Currently, the NHS is not set up for MABS due to the current diagnostic tests being inaccessible, expensive or invasive and the lack of infrastructure for administration and monitoring of drug effects. There is an urgent need for accessible, cost-effective diagnostic tools for primary care, where most memory service referrals originate. Once effective early diagnosis is achieved, streamlining the Alzheimer’s disease clinical pathway and fostering collaboration among neurology, geriatrics and radiology is essential to improve patient access to specialists. ¹⁶

Are blood-based biomarkers for Alzheimer’s disease ready for implementation in NHS primary care?
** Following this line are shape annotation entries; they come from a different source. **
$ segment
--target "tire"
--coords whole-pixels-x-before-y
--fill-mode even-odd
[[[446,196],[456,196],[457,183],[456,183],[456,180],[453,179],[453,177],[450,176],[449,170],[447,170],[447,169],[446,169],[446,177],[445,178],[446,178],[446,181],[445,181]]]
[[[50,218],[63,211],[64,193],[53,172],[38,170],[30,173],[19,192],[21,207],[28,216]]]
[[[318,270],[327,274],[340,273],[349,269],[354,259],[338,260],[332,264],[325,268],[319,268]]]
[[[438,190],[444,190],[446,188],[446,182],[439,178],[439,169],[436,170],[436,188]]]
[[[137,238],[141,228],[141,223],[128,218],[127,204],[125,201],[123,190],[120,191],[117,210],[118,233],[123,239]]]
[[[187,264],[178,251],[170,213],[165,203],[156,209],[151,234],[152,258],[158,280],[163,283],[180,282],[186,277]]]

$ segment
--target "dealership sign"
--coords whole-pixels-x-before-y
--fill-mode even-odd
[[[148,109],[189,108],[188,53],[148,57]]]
Alzheimer’s disease has evolved from being defined purely by clinical symptoms to a biological construct, due to technological advances in biomarker identification such as CSF and PET methods. Over the last decade, mass spectrometry-based and fully automated immunoassay methods measuring blood-based biomarkers have shown similar sensitivity and specificity to PET and CSF tests in clinical research settings. ¹⁸ If reliably predictive blood tests were to become available at low cost in primary care, this could be transformative for Alzheimer’s disease identification ⁴ : One US study found that combining cognitive and blood-based biomarker tests could eliminate wait lists in three years, halve costs and improve Alzheimer’s disease diagnostic accuracy. ¹⁹ However, blood-based biomarkers have not yet been established as a standalone diagnostic tool, mainly due to a gap in evidence validating their comparability to CSF and PET imaging in real-world scenarios. Initiatives like the Davos Alzheimer’s Collaborative (DAC) International Initiative, the Alzheimer’s disease RIDDLE study ²⁰ and the UK’s ‘Blood Biomarker Challenge’ ²¹ aim to pilot real-world implementation and validation of blood-based biomarkers, with hopes of integrating them into the NHS within the next few years.

What next?

The negative decision regarding the use of lecanemab in the UK highlights the ongoing challenges in delivering effective Alzheimer’s treatments. However, the rationale of this decision also sparks hope for new therapies in the pipeline. Trontinemab, for example, is an innovative drug that uses brain shuttle technology to cross the blood–brain barrier, potentially offering improved efficacy with fewer side-effects. Alongside these advancements, clear guidelines for diagnosis and treatment, taking into account new developments, are essential. Innovations like blood-based biomarkers and dried blood spot testing promise to revolutionise early detection, making Alzheimer’s diagnosis more accessible, especially for people in remote areas. For successful introduction into the NHS, novel investigations and treatments must undergo regulatory approval by the MHRA and cost-effectiveness evaluation by NICE, with clear pathways for reimbursement. Collaborative efforts between healthcare providers, Alzheimer’s charities and policymakers will be key to integrating these treatments into memory services and primary care. Clear guidelines must also be developed to ensure that caregivers are supported, and resources are culturally inclusive. With a focus on affordability, accessibility and robust post-launch monitoring, an Alzheimer’s care framework that is more effective, equitable and capable of transforming the lives of those affected by the disease can be created.